In the Code Pollution series, I'll be writing about topics where a coding anti-pattern may work tactically for an individual application, but strategically will be bad for Android as a whole, just as pollution may benefit one firm while harming many others.
Many readers have, at one point in time or another, had a Windows PC that got overloaded with "cruft" and took forever and a day to boot up. Or, even if it would boot normally, it would be slow as a dog for the first minute or two after the desktop showed up.
While it would be fun and entertaining to bash Windows for this, in reality, it was probably third party applications causing a chunk of the problem. Lots of programs think that they just have to do something when the PC starts up, and too many of them bring the boot process to a halt.
The good news is that, for most people, Android is plenty stable enough not to require constant reboots. The bad news is that Android devices may still need to be rebooted from time to time, to process firmware upgrades, to recover from a dead battery, and the like.
One of the things the core Android team feared was too many applications asking to do something at boot time, via the BOOT_COMPLETED broadcast Intent, and causing the boot process to become horribly slow. That is why you need the REQUEST_BOOT_COMPLETED permission to receive BOOT_COMPLETED broadcasts -- the theory being that users who have had problems with slow boots might be less inclined to install other programs that demand boot-time access.
Still, though, it is up to us as developers to try to make the boot process as quick and painless as possible. Here are some ways you can help:
Do not request BOOT_COMPLETED broadcasts unnecessarily. For example, some developers may think it would be cool to steal three or four seconds of processing time at boot to do some sort of initialization, rather than have to deal with that work when their app is started. Tactically, this will improve responsiveness of that one application...at the cost of harming all applications on a reboot.
Do whatever you need to do quickly. If BOOT_COMPLETED is unavoidable, try to get in and out in few dozen milliseconds, not a few seconds.

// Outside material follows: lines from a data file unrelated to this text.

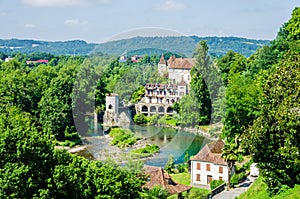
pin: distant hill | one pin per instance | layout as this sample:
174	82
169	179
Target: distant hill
184	46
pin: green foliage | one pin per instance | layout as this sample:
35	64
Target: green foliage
273	137
167	120
198	84
138	94
157	192
170	165
230	64
31	168
140	118
198	193
189	111
148	149
153	119
237	178
215	183
242	97
259	191
122	138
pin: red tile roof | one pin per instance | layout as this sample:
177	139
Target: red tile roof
181	63
162	60
211	153
159	177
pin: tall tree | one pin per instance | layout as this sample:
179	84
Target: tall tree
199	75
274	136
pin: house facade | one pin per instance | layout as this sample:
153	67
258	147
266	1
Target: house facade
157	176
177	69
159	98
208	165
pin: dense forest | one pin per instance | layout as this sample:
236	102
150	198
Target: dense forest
218	46
256	98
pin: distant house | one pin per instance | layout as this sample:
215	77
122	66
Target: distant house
208	165
160	98
254	170
157	176
178	69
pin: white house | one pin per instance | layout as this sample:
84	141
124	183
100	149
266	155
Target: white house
208	165
254	170
178	69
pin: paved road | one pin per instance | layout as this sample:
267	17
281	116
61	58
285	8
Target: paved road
232	193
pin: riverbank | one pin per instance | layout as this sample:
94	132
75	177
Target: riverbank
200	130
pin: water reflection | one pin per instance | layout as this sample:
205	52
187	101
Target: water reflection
171	142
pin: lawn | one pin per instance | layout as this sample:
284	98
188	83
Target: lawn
259	191
185	178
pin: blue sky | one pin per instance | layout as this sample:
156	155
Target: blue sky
100	20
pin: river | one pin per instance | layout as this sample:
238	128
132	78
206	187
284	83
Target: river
171	142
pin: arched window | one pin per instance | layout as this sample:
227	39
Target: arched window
161	109
152	109
169	110
144	109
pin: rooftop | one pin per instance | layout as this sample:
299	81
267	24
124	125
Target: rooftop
211	153
181	63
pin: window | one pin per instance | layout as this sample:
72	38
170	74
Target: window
207	167
198	166
220	169
209	179
198	177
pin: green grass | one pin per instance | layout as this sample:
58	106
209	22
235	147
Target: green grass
259	191
148	149
182	178
185	178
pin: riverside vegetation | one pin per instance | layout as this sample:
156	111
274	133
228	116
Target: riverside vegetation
40	104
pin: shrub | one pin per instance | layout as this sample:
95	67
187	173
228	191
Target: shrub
215	183
140	118
237	178
181	168
148	149
153	119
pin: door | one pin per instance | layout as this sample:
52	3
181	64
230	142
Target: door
209	179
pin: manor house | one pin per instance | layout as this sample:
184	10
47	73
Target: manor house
159	98
177	69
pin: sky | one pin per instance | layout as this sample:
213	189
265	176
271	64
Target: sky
103	20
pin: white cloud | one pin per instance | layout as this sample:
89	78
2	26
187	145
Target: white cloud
75	22
29	25
105	1
49	3
171	5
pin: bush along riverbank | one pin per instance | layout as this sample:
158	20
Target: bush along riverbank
135	147
209	131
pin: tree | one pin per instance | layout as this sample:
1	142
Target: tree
169	166
231	153
140	118
55	107
157	192
242	96
26	156
274	137
199	76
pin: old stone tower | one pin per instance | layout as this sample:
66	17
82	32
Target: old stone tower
112	109
162	66
115	115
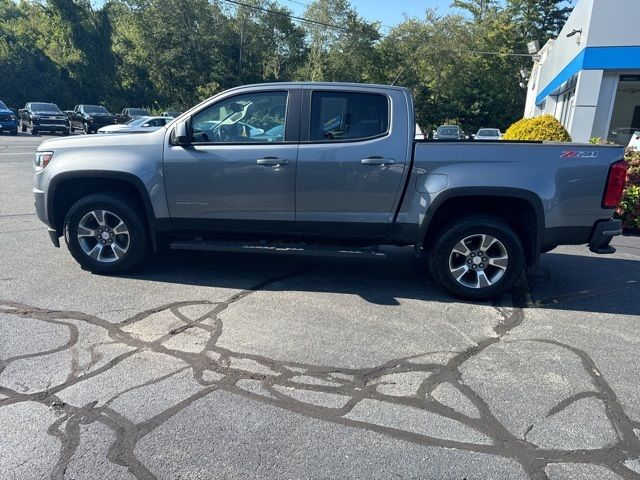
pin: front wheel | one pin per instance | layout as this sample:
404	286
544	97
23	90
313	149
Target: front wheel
105	233
477	258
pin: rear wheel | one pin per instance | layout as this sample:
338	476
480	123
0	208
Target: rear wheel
105	234
477	258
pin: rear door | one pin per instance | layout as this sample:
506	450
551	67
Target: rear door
351	160
239	172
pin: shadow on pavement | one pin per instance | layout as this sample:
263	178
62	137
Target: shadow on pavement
563	281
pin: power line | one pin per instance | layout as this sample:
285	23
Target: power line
337	27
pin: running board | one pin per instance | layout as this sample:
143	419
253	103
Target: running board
300	249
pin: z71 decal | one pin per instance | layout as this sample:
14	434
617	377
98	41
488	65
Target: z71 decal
579	154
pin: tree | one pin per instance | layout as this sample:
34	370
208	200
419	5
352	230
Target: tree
539	19
341	44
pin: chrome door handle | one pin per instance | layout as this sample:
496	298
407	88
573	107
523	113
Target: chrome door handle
377	161
272	162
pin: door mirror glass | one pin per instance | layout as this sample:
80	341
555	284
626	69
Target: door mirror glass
179	135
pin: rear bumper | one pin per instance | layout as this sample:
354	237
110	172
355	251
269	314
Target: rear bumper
603	232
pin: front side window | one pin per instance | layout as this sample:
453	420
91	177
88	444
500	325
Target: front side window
250	118
338	116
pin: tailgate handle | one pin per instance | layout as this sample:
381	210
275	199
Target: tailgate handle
377	161
272	161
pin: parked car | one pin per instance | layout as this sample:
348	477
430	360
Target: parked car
488	134
43	117
90	118
621	135
129	114
634	143
448	132
8	120
478	211
137	125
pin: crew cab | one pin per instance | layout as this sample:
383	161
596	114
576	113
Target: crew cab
43	117
90	118
8	120
339	174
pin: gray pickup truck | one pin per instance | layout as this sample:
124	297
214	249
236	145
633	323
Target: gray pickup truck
326	169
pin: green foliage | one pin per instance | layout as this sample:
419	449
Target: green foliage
544	127
161	53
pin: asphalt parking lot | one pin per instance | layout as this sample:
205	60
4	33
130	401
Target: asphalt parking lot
235	366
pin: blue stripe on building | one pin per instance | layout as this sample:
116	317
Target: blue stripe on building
594	58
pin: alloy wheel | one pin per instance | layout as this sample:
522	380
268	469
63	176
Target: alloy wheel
478	261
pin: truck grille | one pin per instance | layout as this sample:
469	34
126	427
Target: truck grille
51	121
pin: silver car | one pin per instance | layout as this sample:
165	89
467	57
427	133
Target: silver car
138	125
488	134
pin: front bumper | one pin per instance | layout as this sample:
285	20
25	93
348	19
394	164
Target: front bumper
39	203
8	127
602	234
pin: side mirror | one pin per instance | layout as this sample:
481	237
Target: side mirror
180	136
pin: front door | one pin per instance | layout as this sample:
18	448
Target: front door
239	172
350	166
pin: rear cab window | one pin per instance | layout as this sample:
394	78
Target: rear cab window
348	116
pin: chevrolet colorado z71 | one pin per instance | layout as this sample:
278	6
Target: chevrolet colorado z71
327	169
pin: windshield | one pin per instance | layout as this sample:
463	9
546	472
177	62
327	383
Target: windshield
448	131
138	111
44	107
95	109
488	132
137	121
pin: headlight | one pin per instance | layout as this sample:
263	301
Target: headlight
41	160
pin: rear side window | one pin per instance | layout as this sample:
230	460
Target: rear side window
338	116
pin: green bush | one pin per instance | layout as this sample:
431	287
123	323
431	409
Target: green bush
629	209
545	127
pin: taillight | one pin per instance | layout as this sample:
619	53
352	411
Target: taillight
615	184
42	159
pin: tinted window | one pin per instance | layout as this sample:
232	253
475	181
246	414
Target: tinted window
44	107
348	116
251	118
138	111
95	109
448	131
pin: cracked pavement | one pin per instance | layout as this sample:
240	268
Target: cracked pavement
248	366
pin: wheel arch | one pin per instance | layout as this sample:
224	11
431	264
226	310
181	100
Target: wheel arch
66	188
519	208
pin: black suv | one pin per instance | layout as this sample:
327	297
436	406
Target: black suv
43	117
129	114
89	118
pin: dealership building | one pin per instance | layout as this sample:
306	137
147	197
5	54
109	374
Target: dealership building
589	77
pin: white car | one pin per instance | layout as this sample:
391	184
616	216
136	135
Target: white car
634	143
137	125
488	134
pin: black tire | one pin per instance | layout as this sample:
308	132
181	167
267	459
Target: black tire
128	211
442	252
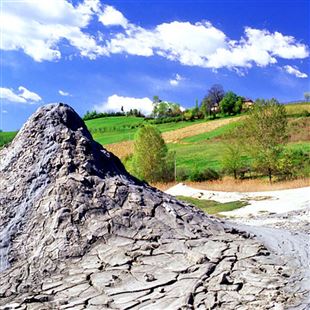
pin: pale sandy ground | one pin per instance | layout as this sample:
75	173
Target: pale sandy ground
279	219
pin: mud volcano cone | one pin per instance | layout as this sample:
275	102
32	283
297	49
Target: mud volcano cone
77	231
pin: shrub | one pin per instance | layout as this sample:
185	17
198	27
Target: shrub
204	175
182	174
151	160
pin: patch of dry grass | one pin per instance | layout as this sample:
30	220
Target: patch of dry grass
120	149
125	148
299	129
228	184
196	129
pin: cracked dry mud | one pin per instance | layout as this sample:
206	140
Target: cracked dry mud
77	231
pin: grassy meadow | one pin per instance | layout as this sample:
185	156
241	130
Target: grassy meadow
198	144
7	137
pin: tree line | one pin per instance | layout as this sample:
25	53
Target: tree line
215	102
262	136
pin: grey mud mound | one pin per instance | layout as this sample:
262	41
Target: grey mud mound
78	232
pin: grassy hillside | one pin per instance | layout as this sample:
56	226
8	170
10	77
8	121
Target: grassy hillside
110	130
297	110
6	137
198	145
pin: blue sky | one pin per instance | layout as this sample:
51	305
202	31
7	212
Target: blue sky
103	55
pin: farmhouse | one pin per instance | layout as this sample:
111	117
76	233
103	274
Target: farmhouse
247	104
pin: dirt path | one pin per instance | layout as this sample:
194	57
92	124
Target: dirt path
125	148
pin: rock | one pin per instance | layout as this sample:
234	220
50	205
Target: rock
77	231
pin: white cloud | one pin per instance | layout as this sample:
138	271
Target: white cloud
24	95
294	71
176	80
112	17
115	103
63	93
40	27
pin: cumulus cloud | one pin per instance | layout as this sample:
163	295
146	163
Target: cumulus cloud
203	45
115	103
112	17
63	93
176	80
39	28
23	96
294	71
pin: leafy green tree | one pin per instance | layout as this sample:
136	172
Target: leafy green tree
264	134
216	94
228	103
150	161
238	105
211	101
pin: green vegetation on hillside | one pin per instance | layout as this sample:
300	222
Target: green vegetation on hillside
213	207
216	133
109	130
7	137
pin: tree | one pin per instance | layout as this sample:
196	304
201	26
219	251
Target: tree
238	105
216	94
150	161
265	133
211	101
232	160
228	103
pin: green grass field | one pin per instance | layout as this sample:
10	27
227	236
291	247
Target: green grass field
219	132
211	206
6	137
209	154
296	110
109	130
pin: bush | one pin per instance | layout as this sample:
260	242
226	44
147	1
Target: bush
151	161
204	175
182	174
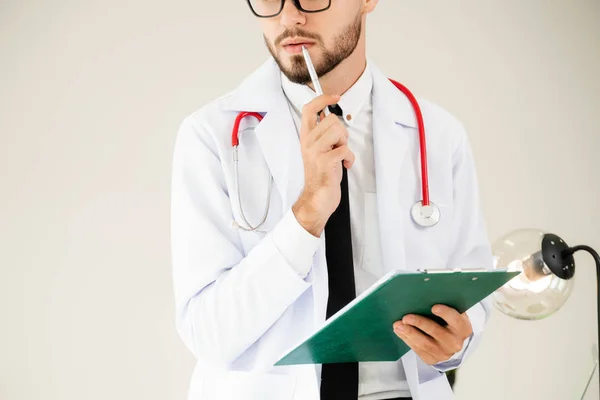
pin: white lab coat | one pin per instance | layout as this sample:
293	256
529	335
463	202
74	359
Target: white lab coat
240	305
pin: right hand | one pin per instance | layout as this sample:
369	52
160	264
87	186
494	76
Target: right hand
324	147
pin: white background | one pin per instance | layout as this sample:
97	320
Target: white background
92	93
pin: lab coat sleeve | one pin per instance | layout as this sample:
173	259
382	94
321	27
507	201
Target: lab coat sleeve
225	300
471	246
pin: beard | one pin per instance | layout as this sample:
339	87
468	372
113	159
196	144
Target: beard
345	44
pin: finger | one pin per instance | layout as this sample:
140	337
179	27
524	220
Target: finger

Consider whether you can wait a bit. Many times, apps do not need to start up right at boot time, but rather sometime after a reboot. Unfortunately, there is no built-in way to ask for a "early, but not right away" broadcast...unless you set one up yourself. Consider whether you could use AlarmManager to do a one-shot alarm to fire your real boot-time code a minute or two after the boot is over. You only lose a minute, and it clears out the rest of the boot processing, and perhaps some initial user actions, before your code needs to join the fray.